I was asked to give an interview to a LA radio station yesterday regarding the recent run-up of silver. Unfortunately the interview got bumped by some local news, but I figured I would share the research I did with the Pfennig readers. Silver reached a 22-year high yesterday and is on track for its best year since the billionaire Hunt brothers caused prices to skyrocket in 1979. Investors in EverBank’s Metals Select accounts have been using these investments as a hedge against inflation and also as a bet on the possible introduction of a Silver ETF.

As an inflation hedge, both silver and gold are excellent investments. As the big boss, Frank Trotter, pointed out to me yesterday, the British pound sterling was originally equivalent to a pound of sterling silver. By looking at the value of each today, you can see which has been a better hedge on inflation. The British pound is currently worth just over $1.75 but a pound of sterling silver is currently worth over $174.

The silver ETF Barclay’s is planning to introduce will certainly put a squeeze on the supply – demand in silver. Barclay’s plans are to eventually sell 13 million shares of the ETF with each share representing 10 ounces. This will mean an additional 130 million ounces of demand added to a market that is already tight.
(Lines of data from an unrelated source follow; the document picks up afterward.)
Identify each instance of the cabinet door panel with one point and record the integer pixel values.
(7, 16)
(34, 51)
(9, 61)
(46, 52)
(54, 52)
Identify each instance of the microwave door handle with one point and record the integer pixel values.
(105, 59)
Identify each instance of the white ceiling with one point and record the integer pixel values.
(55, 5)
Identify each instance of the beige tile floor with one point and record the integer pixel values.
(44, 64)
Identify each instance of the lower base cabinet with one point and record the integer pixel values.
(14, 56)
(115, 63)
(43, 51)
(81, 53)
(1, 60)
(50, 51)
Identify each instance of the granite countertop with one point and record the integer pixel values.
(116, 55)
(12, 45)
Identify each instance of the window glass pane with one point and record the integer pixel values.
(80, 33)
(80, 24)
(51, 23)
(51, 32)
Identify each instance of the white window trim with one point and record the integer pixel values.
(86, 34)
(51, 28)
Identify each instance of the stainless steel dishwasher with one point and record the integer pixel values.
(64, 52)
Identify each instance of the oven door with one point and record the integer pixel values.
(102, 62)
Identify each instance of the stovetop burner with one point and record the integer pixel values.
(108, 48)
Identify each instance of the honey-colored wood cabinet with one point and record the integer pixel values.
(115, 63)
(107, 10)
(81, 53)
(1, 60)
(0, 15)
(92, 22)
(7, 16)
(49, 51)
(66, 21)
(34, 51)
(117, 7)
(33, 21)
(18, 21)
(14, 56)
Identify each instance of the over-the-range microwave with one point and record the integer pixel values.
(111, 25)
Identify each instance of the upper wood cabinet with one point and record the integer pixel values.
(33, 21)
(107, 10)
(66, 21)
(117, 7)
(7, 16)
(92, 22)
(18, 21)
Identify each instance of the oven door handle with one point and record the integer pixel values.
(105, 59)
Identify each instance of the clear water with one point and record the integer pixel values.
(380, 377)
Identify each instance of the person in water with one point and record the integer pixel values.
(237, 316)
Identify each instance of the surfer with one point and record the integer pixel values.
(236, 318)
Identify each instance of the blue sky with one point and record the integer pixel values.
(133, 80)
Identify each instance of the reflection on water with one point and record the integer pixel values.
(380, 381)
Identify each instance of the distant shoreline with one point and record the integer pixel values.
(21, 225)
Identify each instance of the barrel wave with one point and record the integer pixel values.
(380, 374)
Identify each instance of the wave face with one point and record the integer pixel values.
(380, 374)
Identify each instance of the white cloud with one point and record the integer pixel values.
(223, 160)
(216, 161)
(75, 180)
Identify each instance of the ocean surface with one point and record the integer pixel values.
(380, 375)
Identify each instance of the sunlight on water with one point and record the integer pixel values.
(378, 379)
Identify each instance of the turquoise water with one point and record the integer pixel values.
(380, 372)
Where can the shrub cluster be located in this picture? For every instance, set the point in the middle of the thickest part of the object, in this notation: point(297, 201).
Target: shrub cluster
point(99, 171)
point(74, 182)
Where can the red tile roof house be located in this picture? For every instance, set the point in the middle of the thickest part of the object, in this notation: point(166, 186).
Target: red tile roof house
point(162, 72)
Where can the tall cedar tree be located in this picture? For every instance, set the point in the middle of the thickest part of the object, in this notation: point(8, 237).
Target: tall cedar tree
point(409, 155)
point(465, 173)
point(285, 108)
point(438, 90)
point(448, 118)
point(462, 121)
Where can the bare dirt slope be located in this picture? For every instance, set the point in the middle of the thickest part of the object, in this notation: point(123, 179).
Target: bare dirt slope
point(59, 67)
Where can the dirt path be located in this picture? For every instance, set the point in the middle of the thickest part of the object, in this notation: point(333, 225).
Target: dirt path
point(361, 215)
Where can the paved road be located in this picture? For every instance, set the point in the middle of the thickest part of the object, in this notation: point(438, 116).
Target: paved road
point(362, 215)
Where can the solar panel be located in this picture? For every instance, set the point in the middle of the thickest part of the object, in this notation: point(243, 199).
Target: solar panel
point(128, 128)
EverBank’s silver pooled accounts are actually a more efficient investment vehicle than the proposed ETF. I encourage investors interested in adding metals to your portfolio to contact the trading desk at 800-926-4922 regarding these accounts.

Currencies today: A$ .7114, kiwi .6110, C$ .8582, euro 1.2088, sterling 1.7503, Swiss .7694, ISK 71.50, rand 6.2775, krone 6.5676, forint 219.91, zloty 3.2552, koruna 23.7663, yen 116.68, baht 38.85, sing 1.6170, China 8.02, pesos 10.98, dollar index 89.64, silver $10.85, and gold… $565.15

That’s it for today… We are all waiting patiently for the FOMC release that will come this afternoon. Look for a volatile day in the currency markets. I believe the dollar will start to be sold today, and the sell-off will likely continue the rest of the week as we get additional data released in the U.S. Hope everyone has a great Tuesday!